In liturgy, while I have truly grieved the loss of weekly Holy Eucharist, I love the vulnerability that I experience personally through the online worship. On Sunday mornings in pre-pandemic times, I used to dress in fancy vestments with a grand procession down the centre aisle, greeting folks and leading worship from a grand, elevated sanctuary. Newcomers arrived in a church filled with strangers, sneaking in the back pew, doing their best not to look confused as they tried to figure out if this was the right church for them. Our roles are now reversed. Newcomers sit comfortably on their couch, anonymously checking out me and our parish church. Meanwhile, I am front and centre, ready to be heard or rejected, subscribed to or cancelled. I sing hymns with one or no other singers, I preach without the assuring nods from parishioners. Lately, they can see into my house, with kids’ toys behind me. I am deeply vulnerable in this new medium. It is objectively harder for me but easier for many others. The vulnerability of clergy is among my favourite change during this time.

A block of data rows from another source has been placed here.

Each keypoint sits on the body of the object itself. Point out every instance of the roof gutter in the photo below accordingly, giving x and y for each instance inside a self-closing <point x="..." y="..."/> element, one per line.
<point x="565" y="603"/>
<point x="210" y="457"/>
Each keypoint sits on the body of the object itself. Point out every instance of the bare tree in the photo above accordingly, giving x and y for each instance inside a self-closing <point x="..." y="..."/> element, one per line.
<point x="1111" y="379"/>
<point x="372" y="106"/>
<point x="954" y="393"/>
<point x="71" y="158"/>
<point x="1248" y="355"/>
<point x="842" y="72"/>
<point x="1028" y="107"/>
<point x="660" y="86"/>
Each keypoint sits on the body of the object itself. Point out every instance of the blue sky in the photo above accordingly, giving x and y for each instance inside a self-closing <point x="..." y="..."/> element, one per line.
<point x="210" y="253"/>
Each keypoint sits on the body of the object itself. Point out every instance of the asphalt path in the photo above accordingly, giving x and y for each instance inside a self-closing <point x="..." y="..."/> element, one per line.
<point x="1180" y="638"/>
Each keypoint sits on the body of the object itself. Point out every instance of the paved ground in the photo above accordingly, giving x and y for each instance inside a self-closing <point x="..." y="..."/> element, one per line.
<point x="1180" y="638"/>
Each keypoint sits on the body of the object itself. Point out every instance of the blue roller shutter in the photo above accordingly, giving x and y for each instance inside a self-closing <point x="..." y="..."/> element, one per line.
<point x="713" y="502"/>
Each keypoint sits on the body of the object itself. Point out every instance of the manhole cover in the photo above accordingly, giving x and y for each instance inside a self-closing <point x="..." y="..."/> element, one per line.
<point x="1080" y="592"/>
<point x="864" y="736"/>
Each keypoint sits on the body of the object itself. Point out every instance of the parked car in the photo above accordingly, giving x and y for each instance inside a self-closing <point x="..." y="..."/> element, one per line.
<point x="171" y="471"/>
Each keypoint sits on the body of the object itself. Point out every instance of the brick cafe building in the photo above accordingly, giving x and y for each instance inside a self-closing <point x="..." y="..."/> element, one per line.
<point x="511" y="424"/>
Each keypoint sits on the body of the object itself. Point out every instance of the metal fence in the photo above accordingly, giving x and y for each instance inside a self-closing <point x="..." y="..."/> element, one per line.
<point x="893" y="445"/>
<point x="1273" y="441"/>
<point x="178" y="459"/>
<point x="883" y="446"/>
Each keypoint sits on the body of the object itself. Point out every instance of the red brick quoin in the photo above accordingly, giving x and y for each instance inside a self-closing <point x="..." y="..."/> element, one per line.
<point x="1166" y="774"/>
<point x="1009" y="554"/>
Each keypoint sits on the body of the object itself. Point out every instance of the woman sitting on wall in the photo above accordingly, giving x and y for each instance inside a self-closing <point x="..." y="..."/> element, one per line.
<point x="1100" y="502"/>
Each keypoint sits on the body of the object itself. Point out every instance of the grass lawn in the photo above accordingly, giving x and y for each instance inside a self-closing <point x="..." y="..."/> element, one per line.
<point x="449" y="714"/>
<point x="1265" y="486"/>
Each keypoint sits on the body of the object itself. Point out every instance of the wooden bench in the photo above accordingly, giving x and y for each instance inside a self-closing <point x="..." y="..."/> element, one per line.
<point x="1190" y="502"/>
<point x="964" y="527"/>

As a leader of a community organization, especially a parish that I have yet to see gather in person, this pandemic time is difficult. We can meet online, but meetings over Zoom force us to have strange conversations in large numbers. They feel as if we are all standing in a giant circle and speak one at a time to the group. We sometimes watch as two people have a single conversation. Group gatherings in online spaces are truly surreal. These meetings are all business. No chatting over coffee before the meeting or in a parking lot after. Of course, they are better than no meetings at all. I can feel and see the joy on faces; we are delighted to see one another. The community is real, even if the room is virtual. But churches are phenomenal places to join authentic communities, and physical distancing and Zoom meetings make authentic interaction incredibly challenging.
Perhaps the most surprising element of this pandemic is the relative stability of the church itself. We all see and read articles about the impending demise of the church or the failed model of parish ministry. Yet the church itself is strong. We are bonded together through shared beliefs, a shared identity and a covenant with God. The church is not a business. We do not have any products to sell. And we aren’t a government agency either. We exist to embody the love of God and to extend the love of God outward through transformed lives. Our beliefs, identity and relationship with God have not been shaken or altered by this strange time. Rather, I believe we have begun to realize how important our faith community is for us and how much we miss our church community.
I am sure my experience is probably similar to yours in many ways. Perhaps one day you might stop by St. Matthew’s at First and Bank and say hello!
The Rev. Geoffrey Chapman has been the incumbent at St. Matthew’s in the Glebe Anglican Church since April of last year.